Len Baldyga passes along a Voice of America article on the People’s Republic’s new radio broadcasts in East Africa:
State-run China Radio International Friday launched its FM station in the Kenyan capital. The move is seen as a way for the Asian country to have a greater influence in Africa.
The station is transmitting 19 hours of programming in English, Kiswahili (the language widely spoken in East Africa) and standard Chinese.
China Radio International director Wang Gengnian said in a statement the station will broadcast the latest news from China and around the world and "the latest on friendly exchanges between China and Kenya."
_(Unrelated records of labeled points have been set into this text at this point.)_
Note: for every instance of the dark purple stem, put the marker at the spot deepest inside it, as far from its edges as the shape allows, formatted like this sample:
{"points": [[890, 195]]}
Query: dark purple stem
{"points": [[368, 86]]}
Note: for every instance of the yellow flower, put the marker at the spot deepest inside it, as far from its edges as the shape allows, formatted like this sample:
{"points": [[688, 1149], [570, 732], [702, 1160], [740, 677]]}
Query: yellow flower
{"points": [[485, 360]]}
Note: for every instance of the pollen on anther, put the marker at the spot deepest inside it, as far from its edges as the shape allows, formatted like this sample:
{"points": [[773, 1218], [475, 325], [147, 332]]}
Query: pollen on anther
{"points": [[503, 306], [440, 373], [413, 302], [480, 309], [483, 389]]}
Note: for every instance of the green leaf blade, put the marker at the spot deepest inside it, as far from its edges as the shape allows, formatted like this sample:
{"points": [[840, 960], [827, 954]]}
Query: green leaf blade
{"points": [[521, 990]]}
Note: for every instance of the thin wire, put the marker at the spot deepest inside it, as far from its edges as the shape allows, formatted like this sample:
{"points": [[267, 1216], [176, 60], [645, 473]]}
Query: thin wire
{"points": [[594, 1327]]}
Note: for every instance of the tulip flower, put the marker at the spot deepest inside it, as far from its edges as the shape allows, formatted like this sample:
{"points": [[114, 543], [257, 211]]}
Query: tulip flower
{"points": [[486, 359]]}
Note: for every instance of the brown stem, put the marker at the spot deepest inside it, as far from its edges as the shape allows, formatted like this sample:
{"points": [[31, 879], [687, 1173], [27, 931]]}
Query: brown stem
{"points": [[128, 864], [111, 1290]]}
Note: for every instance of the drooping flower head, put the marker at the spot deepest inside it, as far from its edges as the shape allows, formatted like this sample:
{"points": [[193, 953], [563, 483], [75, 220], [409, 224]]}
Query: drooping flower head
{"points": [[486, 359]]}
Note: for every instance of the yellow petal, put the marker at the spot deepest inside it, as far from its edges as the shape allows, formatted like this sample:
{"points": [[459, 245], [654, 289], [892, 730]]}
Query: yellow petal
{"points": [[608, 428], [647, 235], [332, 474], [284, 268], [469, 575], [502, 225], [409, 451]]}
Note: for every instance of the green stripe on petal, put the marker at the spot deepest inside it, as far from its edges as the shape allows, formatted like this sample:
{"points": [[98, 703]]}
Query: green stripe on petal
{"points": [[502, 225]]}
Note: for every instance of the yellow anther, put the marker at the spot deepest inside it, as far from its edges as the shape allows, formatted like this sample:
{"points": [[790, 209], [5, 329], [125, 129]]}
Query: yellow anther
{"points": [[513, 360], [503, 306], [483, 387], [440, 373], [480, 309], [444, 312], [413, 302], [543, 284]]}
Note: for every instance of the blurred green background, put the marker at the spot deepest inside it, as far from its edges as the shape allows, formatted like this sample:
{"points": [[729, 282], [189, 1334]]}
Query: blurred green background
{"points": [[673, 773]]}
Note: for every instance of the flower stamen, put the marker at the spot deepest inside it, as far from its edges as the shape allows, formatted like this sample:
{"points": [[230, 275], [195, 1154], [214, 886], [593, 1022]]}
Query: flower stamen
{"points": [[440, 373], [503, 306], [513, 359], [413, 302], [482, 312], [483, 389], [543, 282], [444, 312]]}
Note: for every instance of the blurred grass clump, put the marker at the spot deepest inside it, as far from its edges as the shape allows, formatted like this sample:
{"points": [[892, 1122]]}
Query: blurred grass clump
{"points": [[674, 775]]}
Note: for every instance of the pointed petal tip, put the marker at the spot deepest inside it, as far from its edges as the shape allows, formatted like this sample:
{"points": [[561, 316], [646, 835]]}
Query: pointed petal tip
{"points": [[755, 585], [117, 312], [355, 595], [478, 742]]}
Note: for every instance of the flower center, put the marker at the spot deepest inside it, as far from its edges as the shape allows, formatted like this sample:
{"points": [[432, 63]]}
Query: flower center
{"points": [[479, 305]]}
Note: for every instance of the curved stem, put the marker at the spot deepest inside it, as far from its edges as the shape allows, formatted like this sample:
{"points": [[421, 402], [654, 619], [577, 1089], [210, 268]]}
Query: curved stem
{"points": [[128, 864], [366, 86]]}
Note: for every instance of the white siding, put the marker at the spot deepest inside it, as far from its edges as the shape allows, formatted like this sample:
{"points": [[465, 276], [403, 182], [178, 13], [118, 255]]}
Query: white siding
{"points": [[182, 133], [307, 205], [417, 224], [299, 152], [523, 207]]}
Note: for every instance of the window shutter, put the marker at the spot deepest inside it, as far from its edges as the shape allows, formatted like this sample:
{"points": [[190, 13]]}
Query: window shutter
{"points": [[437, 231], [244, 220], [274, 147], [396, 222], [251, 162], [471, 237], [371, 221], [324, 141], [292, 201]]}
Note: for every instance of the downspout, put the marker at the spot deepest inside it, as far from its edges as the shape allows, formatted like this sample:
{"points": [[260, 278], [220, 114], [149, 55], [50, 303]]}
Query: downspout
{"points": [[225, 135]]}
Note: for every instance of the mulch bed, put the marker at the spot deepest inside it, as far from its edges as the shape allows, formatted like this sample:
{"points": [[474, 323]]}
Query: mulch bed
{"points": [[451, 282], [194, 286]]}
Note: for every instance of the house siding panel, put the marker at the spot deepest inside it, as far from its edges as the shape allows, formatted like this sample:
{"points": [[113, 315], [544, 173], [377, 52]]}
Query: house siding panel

One observer sees the PRC broadcasts as a move to augment its record-high trade with Africa—especially in oil from Sudan—with reputation-enhancing broadcasting:
Kodi Barth is a journalism lecturer at the United States International University in Nairobi and writes a column about the media in one of Kenya's daily newspapers. He tells VOA that he believes the new radio station is connected with China's increasing economic activities and interests in Kenya and the rest of East Africa.
Barth says Kenyans may initially tune into the station out of curiosity, but will have trouble competing with Voice of America, the British Broadcasting Corporation (BBC), and other foreign heavyweights.
"Historically Kenyans seem to identify with the BBC," he said. "I think they occupy a market that's hard to beat, maybe because of Kenya's history with Britain. The Voice of America also, Kenyans tend to turn to VOA when they're looking for what they regard as independent analysis of their country. Now I don't see that happening with the Chinese radio, maybe because Kenyans haven't perceived the Chinese as interested in democratic space or independent views."
It’s unlikely the PRC is expanding its Africa broadcasts out of the goodness of its heart; as many observers have noted, Beijing seeks Africa’s extensive mineral wealth and has moved aggressively to secure it. China Radio International already broadcasts extensively in English and other languages, and already has offices in Lagos, Nigeria—a no-brainer for its oil interests—and Harare, Zimbabwe, perhaps as a sop to the Robert Mugabe government that controls access to large amounts of chromite and platinum.